Two weeks after boost, mice were anesthetized and challenged intranasally (i.n.) with a lethal dose (10LD50) of PR8 and 106EID50 of SwGD96 and SwHLJ1. Challenged mice were observed for illness or death and weighed daily for 2 weeks. Lung tissues were collected from euthanized mice on day 3 post-challenge for further virological tests and histopathological analysis.

Antibody detection

The M2e-specific antibody titers were determined by endpoint ELISA. Briefly, 96-well microtitre plates (Costar) were coated with peptide (0.5 μg per well) in 0.1 M carbonate buffer (pH 9.6) overnight at 4°C. After blocking with 5% skim milk in PBS for 2 h, serial diluted mice sera samples were added and incubated for 1 h at 37°C. Washing the ELISA plate, andhorseradish peroxidase (HRP)-labeled goat anti-rabbit IgG (1:10,000 dilution, Beijing Zhongshan Biotechnology) was added and incubated for 1 h at 37°C. Assay was developed using 3, 3′, 5, 5′-tetramethylbenzidine (TMB) (Amresco), and the reaction was stopped by adding 2 M H2SO4. The absorbance at 450 nm was measured by microplate autoreader (BioTek Instruments). The reciprocal of the highest dilution of the serum that is greater than twice average absorbance value of pre-vaccination serum was designated as the antibody titer.

Virus titers in lung

Lung tissues from euthanized mice were aseptically removed and homogenized in 1 ml of cold PBS. The homogenates were frozen at −80°C and later thawed for ease of handing. Solid debris was pelleted by centrifugation. Serial diluted from initial dilutions of 1:10 and then titrated for virus infectivity in 10-day-old SPF ECE. Virus titers were calculated by the Reed-Muench method and expressed as mean log10EID50 per milliliter ± standard deviation (SD).

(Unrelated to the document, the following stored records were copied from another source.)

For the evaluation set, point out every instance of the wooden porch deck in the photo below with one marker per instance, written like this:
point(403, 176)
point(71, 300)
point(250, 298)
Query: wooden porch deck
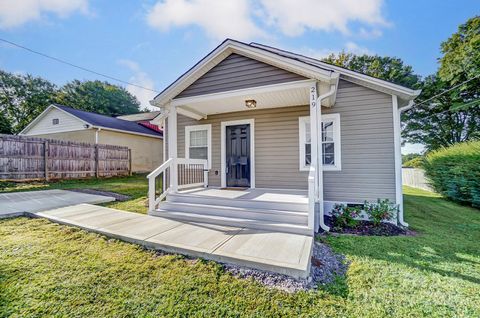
point(264, 209)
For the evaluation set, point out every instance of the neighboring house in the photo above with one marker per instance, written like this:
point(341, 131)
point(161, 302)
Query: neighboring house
point(66, 123)
point(143, 119)
point(249, 115)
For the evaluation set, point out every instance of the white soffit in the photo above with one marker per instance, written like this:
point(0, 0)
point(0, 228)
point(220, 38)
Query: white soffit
point(270, 99)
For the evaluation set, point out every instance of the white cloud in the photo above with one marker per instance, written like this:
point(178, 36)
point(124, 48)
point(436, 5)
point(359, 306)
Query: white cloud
point(354, 48)
point(140, 78)
point(370, 34)
point(14, 13)
point(249, 19)
point(219, 19)
point(293, 18)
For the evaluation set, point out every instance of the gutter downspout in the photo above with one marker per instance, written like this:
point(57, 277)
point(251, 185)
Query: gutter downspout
point(410, 104)
point(96, 135)
point(319, 168)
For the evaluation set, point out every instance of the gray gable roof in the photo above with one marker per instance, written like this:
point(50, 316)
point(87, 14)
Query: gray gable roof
point(109, 122)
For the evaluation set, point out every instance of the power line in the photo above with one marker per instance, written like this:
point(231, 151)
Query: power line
point(76, 66)
point(448, 90)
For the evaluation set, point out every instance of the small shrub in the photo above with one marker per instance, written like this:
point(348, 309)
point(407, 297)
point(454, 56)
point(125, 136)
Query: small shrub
point(382, 210)
point(454, 172)
point(345, 216)
point(414, 163)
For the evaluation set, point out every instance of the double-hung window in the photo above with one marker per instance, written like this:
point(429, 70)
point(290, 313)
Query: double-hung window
point(198, 142)
point(329, 143)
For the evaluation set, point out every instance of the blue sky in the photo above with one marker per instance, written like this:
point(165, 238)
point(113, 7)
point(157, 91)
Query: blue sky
point(152, 42)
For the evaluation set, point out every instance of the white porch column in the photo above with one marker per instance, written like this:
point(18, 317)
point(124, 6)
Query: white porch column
point(172, 146)
point(313, 133)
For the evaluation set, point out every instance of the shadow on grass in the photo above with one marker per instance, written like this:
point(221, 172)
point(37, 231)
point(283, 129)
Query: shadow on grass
point(446, 244)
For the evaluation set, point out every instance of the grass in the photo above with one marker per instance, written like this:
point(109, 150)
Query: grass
point(135, 186)
point(53, 270)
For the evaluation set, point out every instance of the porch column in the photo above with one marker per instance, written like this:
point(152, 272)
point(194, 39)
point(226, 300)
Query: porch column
point(316, 150)
point(172, 146)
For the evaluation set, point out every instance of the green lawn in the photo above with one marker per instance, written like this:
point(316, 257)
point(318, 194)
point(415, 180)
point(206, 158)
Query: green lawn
point(49, 269)
point(135, 186)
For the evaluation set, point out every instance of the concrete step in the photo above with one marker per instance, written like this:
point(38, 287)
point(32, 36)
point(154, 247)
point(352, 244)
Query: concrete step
point(241, 203)
point(232, 221)
point(291, 217)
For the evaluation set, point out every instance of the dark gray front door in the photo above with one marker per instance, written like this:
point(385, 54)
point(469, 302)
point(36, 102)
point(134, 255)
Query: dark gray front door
point(238, 155)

In addition, lung tissues were also collected and tested by real-time RT-PCR assay recommended by WHO with some modifications as described [11]. Lung tissues were homogenized in 300 μL of cold PBS and viral RNA were extracted by RNeasy Plus Mini kit (QIAGEN). Then reverse transcription were performed and viral amounts in lungs were determined by real-time PCR using the InfA primers and TaqMan probe. The specific primers and labeled fluorogenic-probe were as follows: InfA-F:5-GACCGATCCTGTCACCTCTGAC-3; InfA-R:5-AGGGCATTCTGGACAAAGCGTCTA-3; TaqMan probe:5-FAM-TGCAGTCCTCGCTCACTGGGCACG-BHQ-3.

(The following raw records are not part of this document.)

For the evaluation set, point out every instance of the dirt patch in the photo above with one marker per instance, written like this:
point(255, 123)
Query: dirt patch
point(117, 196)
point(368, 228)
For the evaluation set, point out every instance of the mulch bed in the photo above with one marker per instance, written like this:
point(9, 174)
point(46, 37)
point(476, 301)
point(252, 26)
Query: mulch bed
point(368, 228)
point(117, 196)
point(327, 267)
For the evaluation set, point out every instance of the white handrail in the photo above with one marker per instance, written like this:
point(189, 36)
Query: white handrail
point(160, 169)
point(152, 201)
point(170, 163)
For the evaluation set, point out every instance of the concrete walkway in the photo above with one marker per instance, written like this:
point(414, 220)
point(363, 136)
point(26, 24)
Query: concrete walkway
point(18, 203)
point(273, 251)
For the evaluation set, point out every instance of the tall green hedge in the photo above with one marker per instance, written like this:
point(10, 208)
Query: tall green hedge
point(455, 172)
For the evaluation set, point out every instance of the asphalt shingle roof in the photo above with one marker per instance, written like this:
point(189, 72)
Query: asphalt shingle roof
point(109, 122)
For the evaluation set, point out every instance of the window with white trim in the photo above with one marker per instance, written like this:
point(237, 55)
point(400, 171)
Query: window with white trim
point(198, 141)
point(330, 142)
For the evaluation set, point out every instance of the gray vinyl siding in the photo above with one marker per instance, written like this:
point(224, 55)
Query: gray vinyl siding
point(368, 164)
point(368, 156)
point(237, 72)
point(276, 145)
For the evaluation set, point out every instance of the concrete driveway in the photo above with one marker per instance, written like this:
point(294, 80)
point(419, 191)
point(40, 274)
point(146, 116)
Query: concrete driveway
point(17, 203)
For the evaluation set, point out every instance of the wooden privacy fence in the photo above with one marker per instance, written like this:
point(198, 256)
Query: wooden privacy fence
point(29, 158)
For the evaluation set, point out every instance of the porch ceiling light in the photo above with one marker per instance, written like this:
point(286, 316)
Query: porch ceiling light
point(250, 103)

Histopathological analysis

The lung tissues of challenged mice were removed and immediately fixed in 10% neutral buffered formalin, and then embedded in paraffin wax. Sections were made at 4–6 μm thickness and mounted on slides. Histopathological changes were examined by H & E staining and observed under light microscopy.

Statistical analysis

The survival curves were calculated by Kaplan-Meier method and the significance were analyzed with log-rank test. Other data were analyzed by two-tailed Student’s t test. P < 0.0001 was considered significantly different. All analysis were performed by Graphpad Prism software.

Ethical approval

In this study, all of the slaughter experiments were conducted in accordance with the guidelines of Shanghai Veterinary Research Institute, Shanghai, china (permit number SYXK 2011–0116). All animal procedures were approved by the Animal committee of Shanghai Veterinary Research Institute.